Let $a,b,c,d \in \mathbb{R}$, then \begin{align} &A = \begin{bmatrix} a&b \\ c&d \end{bmatrix}\begin{bmatrix} 1 \\ 0 \end{bmatrix} = \begin{bmatrix} -3 \\ 7 \end{bmatrix} \implies a = -3, \quad \text{and} \quad c = 7 \\ &A = \begin{bmatrix} a&b \\ c&d \end{bmatrix}\begin{bmatrix} 0 \\ 1 \end{bmatrix} = \begin{bmatrix} 3 \\ 5 \end{bmatrix} \implies b = 3, \quad \text{and} \quad d = 5.\\ & \qquad\text{therefore, }\det \begin{vmatrix} A \end{vmatrix} = \det\begin{vmatrix} -3 & 3 \\ 7 & 5 \end{vmatrix} = -15-21 = -36. \end{align}

Answer 2

Since $A$ is 2 by 2 matrix, its first column is $Ae_1=[-3, 7]$ and second column is $Ae_2=[3,5]$
$Det(A) =\left|\matrix{-3 & 3\\5& 7}\right|$

Answer 3

Since A is a 2x2 matrix, simply use the formula for finding determinants for 2x2 matrices.

\begin{bmatrix}a&b\\c&d\end{bmatrix}

The formula is ad-bc.
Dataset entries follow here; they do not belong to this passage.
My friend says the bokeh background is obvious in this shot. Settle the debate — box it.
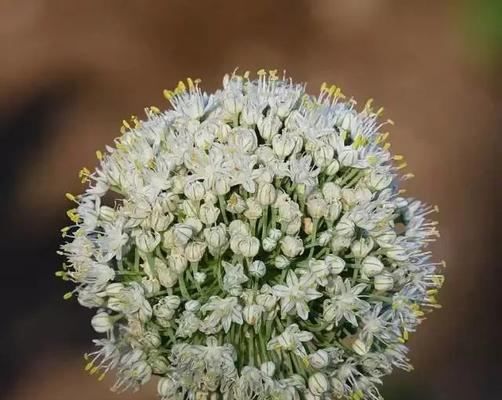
[0,0,502,400]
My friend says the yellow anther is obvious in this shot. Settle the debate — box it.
[174,81,187,94]
[333,88,345,99]
[78,167,91,178]
[376,132,389,143]
[162,89,174,100]
[65,193,77,202]
[66,208,80,223]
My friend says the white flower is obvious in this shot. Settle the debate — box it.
[249,260,267,278]
[272,271,322,320]
[373,272,394,292]
[222,261,249,296]
[199,203,220,225]
[281,236,303,258]
[200,296,243,333]
[323,276,369,326]
[56,70,443,400]
[361,256,384,277]
[267,324,314,357]
[185,242,206,262]
[309,372,329,396]
[91,311,113,333]
[257,183,277,206]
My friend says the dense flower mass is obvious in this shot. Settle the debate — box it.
[58,70,443,400]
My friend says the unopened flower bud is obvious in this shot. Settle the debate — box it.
[260,361,275,378]
[373,272,394,292]
[281,236,303,258]
[262,237,277,252]
[243,304,263,325]
[308,372,329,396]
[335,215,356,237]
[268,229,282,241]
[338,147,359,167]
[352,338,369,356]
[361,256,384,278]
[303,217,314,235]
[272,134,296,158]
[172,224,193,247]
[350,237,375,258]
[167,254,188,274]
[193,272,207,285]
[199,203,220,225]
[307,197,328,219]
[314,144,335,168]
[324,254,345,275]
[274,256,290,269]
[91,311,113,333]
[308,350,329,369]
[157,267,178,288]
[227,193,246,214]
[249,260,267,278]
[185,300,200,312]
[136,231,161,253]
[326,160,340,176]
[257,183,277,206]
[185,242,206,262]
[244,198,263,221]
[183,181,206,201]
[238,236,260,257]
[322,182,342,203]
[214,179,230,196]
[325,200,342,222]
[317,230,333,246]
[204,224,228,249]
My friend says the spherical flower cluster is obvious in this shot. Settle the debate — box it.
[58,70,443,400]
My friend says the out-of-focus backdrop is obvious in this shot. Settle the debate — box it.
[0,0,502,400]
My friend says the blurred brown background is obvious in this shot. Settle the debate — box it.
[0,0,502,400]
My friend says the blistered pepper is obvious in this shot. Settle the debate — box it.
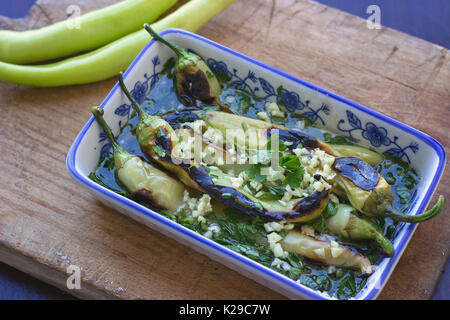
[327,204,394,257]
[333,157,445,223]
[119,75,329,222]
[91,107,185,212]
[144,24,236,112]
[281,230,372,275]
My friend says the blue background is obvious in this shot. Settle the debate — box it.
[0,0,450,300]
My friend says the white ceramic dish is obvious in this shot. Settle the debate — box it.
[67,29,446,299]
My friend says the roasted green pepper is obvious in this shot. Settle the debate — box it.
[281,230,372,275]
[119,75,329,222]
[327,204,394,257]
[91,107,185,212]
[144,24,236,112]
[333,157,445,222]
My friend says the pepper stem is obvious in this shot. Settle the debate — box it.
[381,195,445,223]
[117,71,146,121]
[374,231,394,257]
[144,23,186,58]
[91,106,133,169]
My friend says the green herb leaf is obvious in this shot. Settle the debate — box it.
[152,145,166,158]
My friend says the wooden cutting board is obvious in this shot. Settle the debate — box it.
[0,0,450,299]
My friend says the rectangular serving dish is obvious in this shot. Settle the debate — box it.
[67,29,446,299]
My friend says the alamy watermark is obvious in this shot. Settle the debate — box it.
[366,4,381,30]
[66,264,81,290]
[66,5,81,29]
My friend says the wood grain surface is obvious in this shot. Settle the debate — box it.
[0,0,450,299]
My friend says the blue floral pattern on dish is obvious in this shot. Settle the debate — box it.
[99,56,419,163]
[206,58,330,125]
[337,110,419,163]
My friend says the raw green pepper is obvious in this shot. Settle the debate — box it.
[0,0,234,87]
[0,0,177,64]
[91,107,185,212]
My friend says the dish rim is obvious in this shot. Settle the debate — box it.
[66,28,446,300]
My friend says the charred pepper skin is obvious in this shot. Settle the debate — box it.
[281,230,372,275]
[326,203,394,257]
[91,107,185,212]
[144,24,231,112]
[333,157,445,223]
[119,73,329,222]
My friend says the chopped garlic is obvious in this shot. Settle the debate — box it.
[256,111,270,122]
[313,248,325,257]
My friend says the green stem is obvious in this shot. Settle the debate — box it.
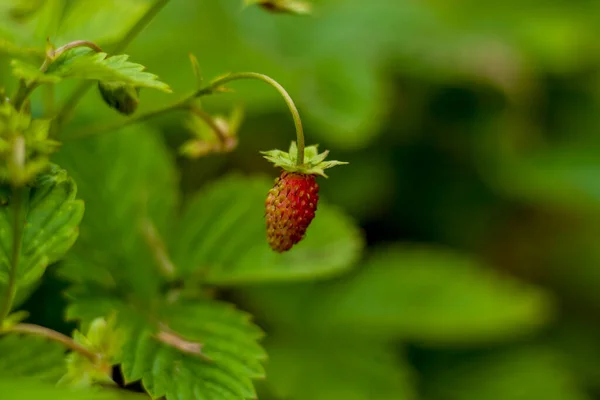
[53,0,169,136]
[195,72,304,165]
[190,107,227,145]
[0,186,26,322]
[0,324,98,362]
[64,72,304,165]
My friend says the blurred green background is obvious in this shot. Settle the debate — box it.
[2,0,600,400]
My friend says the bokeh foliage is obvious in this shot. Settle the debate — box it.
[0,0,600,400]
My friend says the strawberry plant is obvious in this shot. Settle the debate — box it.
[0,0,600,400]
[0,0,360,399]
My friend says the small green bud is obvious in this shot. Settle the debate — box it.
[98,82,140,115]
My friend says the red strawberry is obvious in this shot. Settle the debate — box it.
[262,142,347,253]
[265,170,319,253]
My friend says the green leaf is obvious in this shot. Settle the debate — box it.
[0,333,66,382]
[68,291,266,400]
[46,48,171,93]
[0,377,148,400]
[265,334,415,400]
[424,346,590,400]
[171,176,362,284]
[313,246,553,344]
[57,0,152,47]
[0,166,84,294]
[56,126,177,300]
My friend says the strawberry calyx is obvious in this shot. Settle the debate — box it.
[261,142,348,178]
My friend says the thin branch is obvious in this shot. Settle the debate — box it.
[53,0,169,135]
[0,324,98,362]
[142,218,175,278]
[63,72,304,161]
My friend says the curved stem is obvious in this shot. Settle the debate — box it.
[40,40,102,72]
[0,324,98,362]
[196,72,304,165]
[53,0,169,136]
[63,72,304,165]
[0,186,25,323]
[190,107,227,145]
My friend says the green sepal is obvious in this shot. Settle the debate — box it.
[0,310,29,330]
[59,315,123,387]
[261,142,348,178]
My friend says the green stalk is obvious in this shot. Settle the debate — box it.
[63,72,304,165]
[196,72,304,165]
[0,324,98,362]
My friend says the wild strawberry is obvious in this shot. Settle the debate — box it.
[262,142,347,253]
[265,170,319,253]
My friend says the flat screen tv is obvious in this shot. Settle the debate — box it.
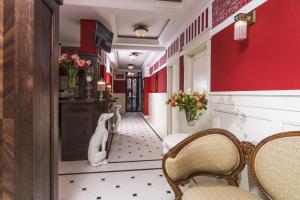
[94,21,114,53]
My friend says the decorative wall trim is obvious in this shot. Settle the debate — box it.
[212,0,252,27]
[213,109,273,122]
[211,0,268,37]
[209,90,300,97]
[167,7,211,58]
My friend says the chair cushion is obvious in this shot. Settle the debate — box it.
[165,132,240,181]
[182,183,262,200]
[254,136,300,200]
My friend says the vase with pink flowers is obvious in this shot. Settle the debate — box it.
[59,54,91,100]
[166,89,208,126]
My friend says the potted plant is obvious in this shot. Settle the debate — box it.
[166,89,208,126]
[59,54,91,100]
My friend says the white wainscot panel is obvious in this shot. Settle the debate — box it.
[209,95,300,143]
[283,122,300,131]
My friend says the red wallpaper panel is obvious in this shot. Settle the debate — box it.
[211,0,300,91]
[149,73,156,93]
[179,56,184,91]
[80,19,97,54]
[113,80,126,93]
[157,67,167,93]
[144,77,150,115]
[212,0,252,27]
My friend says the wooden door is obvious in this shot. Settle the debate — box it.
[33,1,53,200]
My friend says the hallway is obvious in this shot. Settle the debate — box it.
[59,113,174,200]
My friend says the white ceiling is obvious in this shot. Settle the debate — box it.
[60,0,208,69]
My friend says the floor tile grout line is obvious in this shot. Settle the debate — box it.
[58,167,162,176]
[139,112,163,142]
[108,159,162,164]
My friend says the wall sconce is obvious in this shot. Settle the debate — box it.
[234,11,256,41]
[97,79,105,101]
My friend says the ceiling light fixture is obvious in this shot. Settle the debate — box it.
[128,64,134,69]
[134,25,148,38]
[129,52,140,60]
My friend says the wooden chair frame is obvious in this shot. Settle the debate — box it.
[163,129,300,200]
[249,131,300,199]
[163,129,254,200]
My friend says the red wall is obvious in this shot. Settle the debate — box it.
[157,67,167,93]
[80,19,97,54]
[149,73,156,93]
[144,67,167,115]
[149,67,168,93]
[179,56,184,91]
[113,80,126,93]
[211,0,300,91]
[144,77,150,115]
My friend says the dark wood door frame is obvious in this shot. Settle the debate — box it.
[125,74,142,112]
[0,0,61,200]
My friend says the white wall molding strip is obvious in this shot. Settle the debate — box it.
[210,0,268,36]
[209,90,300,96]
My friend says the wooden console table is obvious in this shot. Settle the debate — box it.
[60,100,113,161]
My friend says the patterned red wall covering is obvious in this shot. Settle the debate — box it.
[80,19,98,54]
[179,56,184,90]
[113,80,126,93]
[157,67,168,93]
[212,0,252,27]
[144,77,150,115]
[211,0,300,91]
[61,47,80,54]
[167,8,209,58]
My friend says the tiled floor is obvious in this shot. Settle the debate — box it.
[59,113,174,200]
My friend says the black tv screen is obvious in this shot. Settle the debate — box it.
[94,21,114,53]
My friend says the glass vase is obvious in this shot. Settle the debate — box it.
[184,109,197,126]
[68,68,78,100]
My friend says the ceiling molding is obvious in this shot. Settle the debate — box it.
[114,37,159,46]
[64,0,183,12]
[113,44,166,52]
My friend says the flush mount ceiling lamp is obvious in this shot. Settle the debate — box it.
[134,25,148,38]
[129,52,140,60]
[128,64,134,70]
[234,11,256,41]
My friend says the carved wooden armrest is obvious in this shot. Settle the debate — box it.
[163,129,254,200]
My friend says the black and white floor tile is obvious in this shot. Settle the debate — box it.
[59,113,178,200]
[109,113,163,162]
[60,170,174,200]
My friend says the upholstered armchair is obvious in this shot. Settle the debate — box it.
[163,129,300,200]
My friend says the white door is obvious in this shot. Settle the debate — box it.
[192,48,210,91]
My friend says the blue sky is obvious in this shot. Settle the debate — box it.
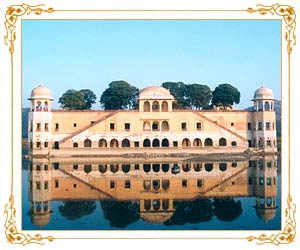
[22,20,281,109]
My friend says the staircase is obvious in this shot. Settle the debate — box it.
[59,110,119,144]
[193,111,248,142]
[59,168,120,201]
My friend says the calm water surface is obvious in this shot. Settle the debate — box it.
[22,150,281,230]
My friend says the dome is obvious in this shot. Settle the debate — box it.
[139,86,174,100]
[29,83,53,100]
[253,86,275,100]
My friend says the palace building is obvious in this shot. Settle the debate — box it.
[28,84,277,157]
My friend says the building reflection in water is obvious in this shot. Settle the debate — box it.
[28,155,277,228]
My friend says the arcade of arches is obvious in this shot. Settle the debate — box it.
[78,137,237,148]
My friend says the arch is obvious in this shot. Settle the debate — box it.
[152,122,159,131]
[204,138,213,147]
[219,137,227,147]
[219,162,227,172]
[182,163,191,172]
[143,163,151,173]
[265,102,270,111]
[161,121,169,131]
[161,101,168,112]
[109,139,119,148]
[98,164,107,174]
[182,138,191,147]
[83,139,92,148]
[144,101,150,112]
[152,101,159,112]
[204,163,214,172]
[258,101,263,111]
[122,164,130,173]
[143,139,151,148]
[122,139,130,148]
[194,163,202,172]
[44,101,49,111]
[161,163,170,173]
[98,139,107,148]
[161,138,169,147]
[83,165,92,174]
[152,139,160,148]
[152,163,160,173]
[109,164,119,173]
[143,122,151,131]
[193,138,202,147]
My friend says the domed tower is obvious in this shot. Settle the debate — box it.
[138,86,174,112]
[252,85,277,152]
[28,83,53,154]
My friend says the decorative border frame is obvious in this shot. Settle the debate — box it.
[4,1,296,245]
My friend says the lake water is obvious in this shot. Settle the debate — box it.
[22,150,281,230]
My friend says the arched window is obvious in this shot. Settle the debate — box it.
[98,139,107,148]
[152,139,160,148]
[219,138,227,147]
[152,122,159,131]
[265,102,270,111]
[204,163,214,172]
[161,101,168,112]
[152,101,159,112]
[122,139,130,148]
[182,163,191,172]
[122,164,130,173]
[161,121,169,131]
[143,139,151,148]
[110,139,119,148]
[219,162,227,172]
[110,164,119,173]
[143,122,151,131]
[204,138,213,147]
[182,138,191,147]
[83,165,92,174]
[161,139,169,147]
[258,102,263,111]
[144,101,150,112]
[98,164,107,174]
[44,101,48,111]
[193,138,202,147]
[84,139,92,148]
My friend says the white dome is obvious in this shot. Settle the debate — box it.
[139,86,174,100]
[253,86,275,100]
[29,83,52,100]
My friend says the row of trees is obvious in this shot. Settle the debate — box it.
[59,81,240,110]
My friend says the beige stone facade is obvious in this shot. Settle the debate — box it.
[28,85,277,156]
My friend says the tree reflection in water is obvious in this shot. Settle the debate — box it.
[164,199,213,226]
[58,201,96,220]
[100,200,140,228]
[213,198,243,222]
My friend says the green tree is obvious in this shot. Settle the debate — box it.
[58,89,86,110]
[187,83,212,109]
[100,81,139,110]
[161,82,190,109]
[79,89,97,109]
[212,83,241,110]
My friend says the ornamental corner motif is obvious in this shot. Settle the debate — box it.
[4,4,54,55]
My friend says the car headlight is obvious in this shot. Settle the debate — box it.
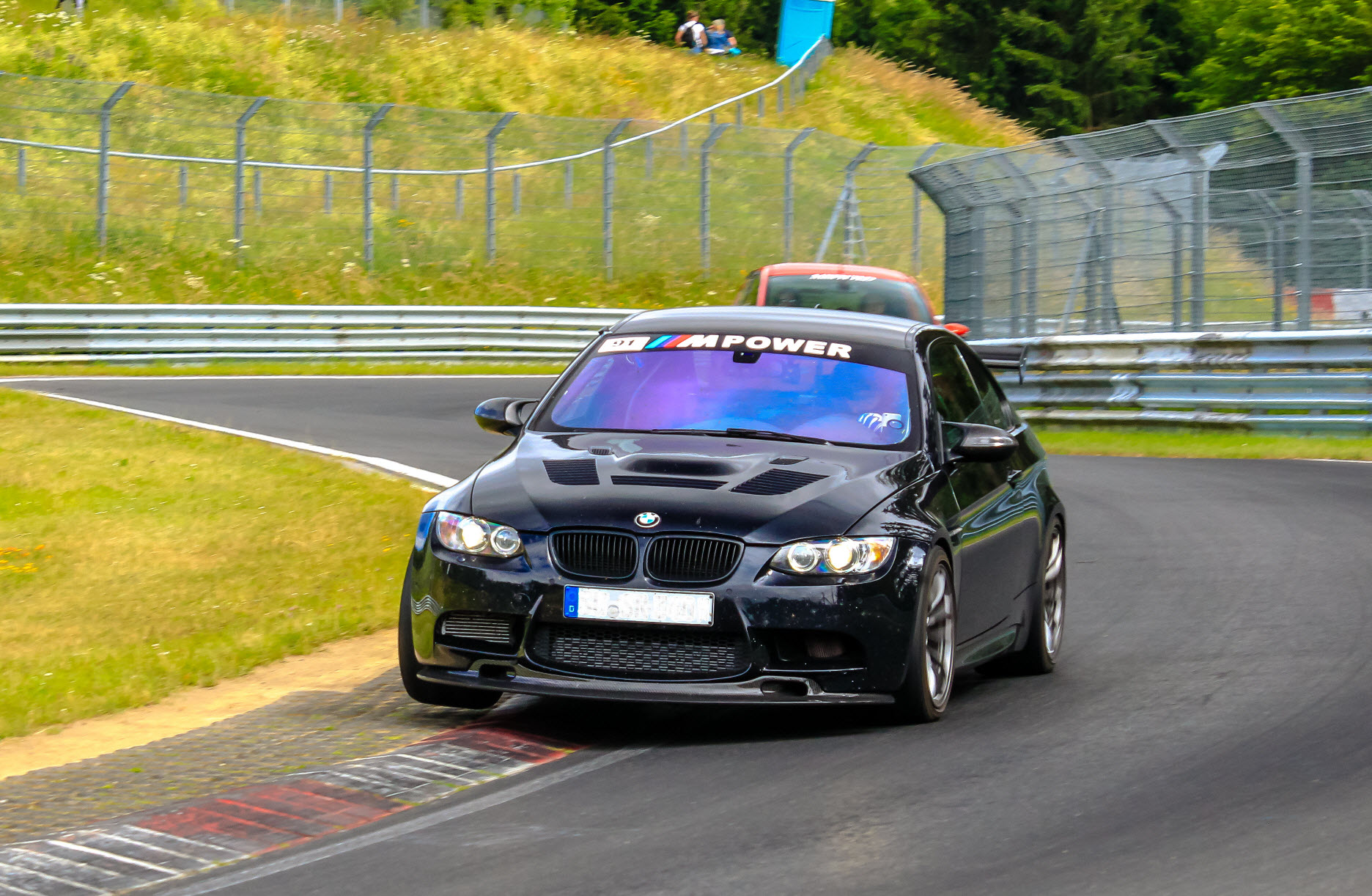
[436,510,524,557]
[771,537,896,575]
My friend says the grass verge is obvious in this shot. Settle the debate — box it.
[0,389,424,737]
[1034,424,1372,461]
[0,361,567,386]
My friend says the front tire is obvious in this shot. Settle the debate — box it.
[893,548,958,723]
[397,572,501,709]
[978,518,1067,675]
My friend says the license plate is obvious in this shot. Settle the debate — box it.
[563,584,715,625]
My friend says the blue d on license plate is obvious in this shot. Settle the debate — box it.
[563,584,715,625]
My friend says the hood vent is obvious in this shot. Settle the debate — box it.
[730,469,827,496]
[543,457,600,485]
[609,476,724,490]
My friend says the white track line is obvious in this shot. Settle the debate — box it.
[169,746,652,896]
[0,373,558,383]
[37,392,458,488]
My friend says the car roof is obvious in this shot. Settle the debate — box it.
[611,304,936,348]
[761,261,915,283]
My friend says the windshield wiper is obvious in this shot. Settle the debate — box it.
[648,427,833,444]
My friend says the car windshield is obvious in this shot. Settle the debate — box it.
[766,274,933,324]
[550,337,910,444]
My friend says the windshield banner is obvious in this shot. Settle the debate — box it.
[595,334,852,361]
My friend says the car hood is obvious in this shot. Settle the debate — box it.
[471,432,927,545]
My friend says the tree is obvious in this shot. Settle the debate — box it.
[1185,0,1372,111]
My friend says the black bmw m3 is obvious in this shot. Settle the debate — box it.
[399,307,1066,720]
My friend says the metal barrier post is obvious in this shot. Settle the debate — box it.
[700,125,729,277]
[486,112,519,265]
[1253,103,1314,329]
[601,118,634,280]
[781,128,815,261]
[95,81,133,249]
[910,143,943,274]
[362,103,395,271]
[233,96,269,265]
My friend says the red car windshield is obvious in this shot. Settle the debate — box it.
[550,339,911,444]
[764,274,933,324]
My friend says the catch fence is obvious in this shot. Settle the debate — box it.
[0,40,966,287]
[911,88,1372,336]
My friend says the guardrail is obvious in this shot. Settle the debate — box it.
[975,329,1372,432]
[0,304,632,364]
[0,304,1372,432]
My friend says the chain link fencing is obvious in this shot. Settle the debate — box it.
[0,41,969,292]
[911,89,1372,337]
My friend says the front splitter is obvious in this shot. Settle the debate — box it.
[418,660,895,705]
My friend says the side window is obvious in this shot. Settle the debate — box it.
[963,344,1015,430]
[925,339,981,422]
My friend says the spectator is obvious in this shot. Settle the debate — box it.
[705,19,738,56]
[676,10,705,54]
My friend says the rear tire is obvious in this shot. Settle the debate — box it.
[977,518,1067,675]
[892,548,958,724]
[397,570,501,709]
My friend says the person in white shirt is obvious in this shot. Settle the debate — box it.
[676,10,705,54]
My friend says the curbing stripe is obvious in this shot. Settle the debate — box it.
[0,721,580,896]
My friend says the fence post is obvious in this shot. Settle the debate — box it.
[601,118,634,280]
[700,125,729,277]
[362,103,395,272]
[486,112,519,265]
[95,81,133,249]
[910,143,943,274]
[1253,103,1314,329]
[233,96,268,265]
[781,128,815,261]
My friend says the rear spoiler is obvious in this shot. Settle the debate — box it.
[970,343,1029,383]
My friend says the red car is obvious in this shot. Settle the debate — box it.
[734,262,967,335]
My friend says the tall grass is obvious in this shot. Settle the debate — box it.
[0,389,425,738]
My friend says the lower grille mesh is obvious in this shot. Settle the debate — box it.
[532,624,748,677]
[438,613,514,646]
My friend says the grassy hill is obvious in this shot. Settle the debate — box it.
[0,7,1033,307]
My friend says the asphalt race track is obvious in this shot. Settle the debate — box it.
[13,378,1372,896]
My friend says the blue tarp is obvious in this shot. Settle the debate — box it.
[777,0,834,66]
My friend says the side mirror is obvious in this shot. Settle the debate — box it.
[944,422,1019,463]
[475,398,538,435]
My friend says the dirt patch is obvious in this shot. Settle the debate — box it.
[0,630,395,778]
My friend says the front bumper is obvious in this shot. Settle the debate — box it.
[418,660,893,704]
[410,534,925,694]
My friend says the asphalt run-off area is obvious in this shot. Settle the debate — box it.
[0,378,1372,896]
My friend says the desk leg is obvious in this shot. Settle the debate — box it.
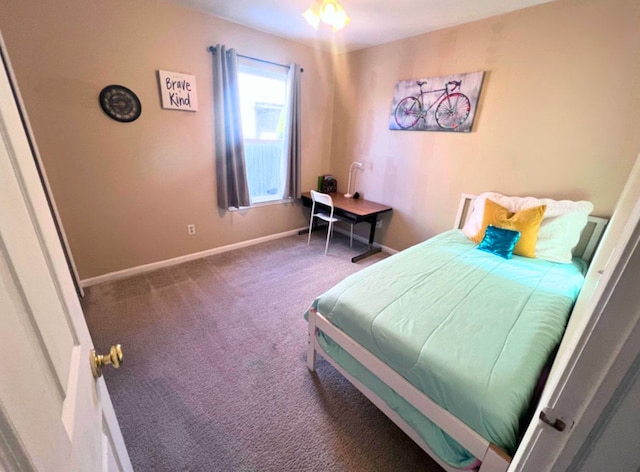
[351,215,382,262]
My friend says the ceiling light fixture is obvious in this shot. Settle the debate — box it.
[302,0,351,31]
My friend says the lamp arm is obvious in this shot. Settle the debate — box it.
[344,162,362,198]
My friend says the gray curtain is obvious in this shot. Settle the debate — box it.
[211,44,250,210]
[284,63,302,198]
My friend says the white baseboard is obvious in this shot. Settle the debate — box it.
[80,226,308,287]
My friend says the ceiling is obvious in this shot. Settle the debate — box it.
[170,0,552,52]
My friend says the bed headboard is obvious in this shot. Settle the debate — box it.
[454,193,609,261]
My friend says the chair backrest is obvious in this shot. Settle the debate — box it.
[311,190,333,210]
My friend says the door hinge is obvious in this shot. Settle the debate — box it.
[540,407,575,433]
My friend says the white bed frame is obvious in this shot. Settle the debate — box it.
[307,194,608,472]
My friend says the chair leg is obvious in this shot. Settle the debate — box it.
[307,215,313,246]
[324,221,333,256]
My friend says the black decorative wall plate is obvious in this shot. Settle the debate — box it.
[100,85,142,123]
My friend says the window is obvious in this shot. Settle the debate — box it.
[238,62,288,204]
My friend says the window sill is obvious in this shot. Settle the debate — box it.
[228,198,295,211]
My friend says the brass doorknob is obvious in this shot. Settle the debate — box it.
[89,344,123,379]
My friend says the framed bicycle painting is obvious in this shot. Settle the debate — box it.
[389,71,484,133]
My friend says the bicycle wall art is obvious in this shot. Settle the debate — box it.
[389,71,484,133]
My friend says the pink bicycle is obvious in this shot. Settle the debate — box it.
[393,80,471,130]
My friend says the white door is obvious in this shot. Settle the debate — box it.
[0,37,133,472]
[509,156,640,472]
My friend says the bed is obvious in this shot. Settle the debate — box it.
[305,192,606,472]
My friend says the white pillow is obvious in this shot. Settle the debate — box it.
[462,192,593,263]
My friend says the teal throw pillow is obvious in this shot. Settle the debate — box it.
[478,225,520,259]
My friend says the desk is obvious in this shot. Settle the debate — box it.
[300,192,391,262]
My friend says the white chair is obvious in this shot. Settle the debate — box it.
[307,190,353,255]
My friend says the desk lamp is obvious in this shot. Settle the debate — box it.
[344,162,364,198]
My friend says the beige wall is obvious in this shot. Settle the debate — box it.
[0,0,334,278]
[331,0,640,249]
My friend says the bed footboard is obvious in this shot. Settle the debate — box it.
[307,308,511,472]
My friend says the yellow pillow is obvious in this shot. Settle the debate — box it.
[471,198,547,257]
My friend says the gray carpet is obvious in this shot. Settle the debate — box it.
[82,233,442,472]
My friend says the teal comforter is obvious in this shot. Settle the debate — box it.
[313,230,585,468]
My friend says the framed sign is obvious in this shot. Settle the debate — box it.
[389,71,484,133]
[158,70,198,111]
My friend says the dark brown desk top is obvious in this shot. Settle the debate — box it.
[302,192,391,217]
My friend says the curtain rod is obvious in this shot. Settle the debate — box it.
[209,46,304,72]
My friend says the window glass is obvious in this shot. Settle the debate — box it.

In this case, A$e_1$ = \begin{bmatrix}-3\\7\end{bmatrix} And A$e_2$ = \begin{bmatrix}3\\5\end{bmatrix} Combine these vectors to get: \begin{bmatrix}-3&3\\7&5\end{bmatrix} Using the formula, det(A) = (-3 $\cdot$ 5) - (3 $\cdot$ 7) = (-15) - (21) = -36.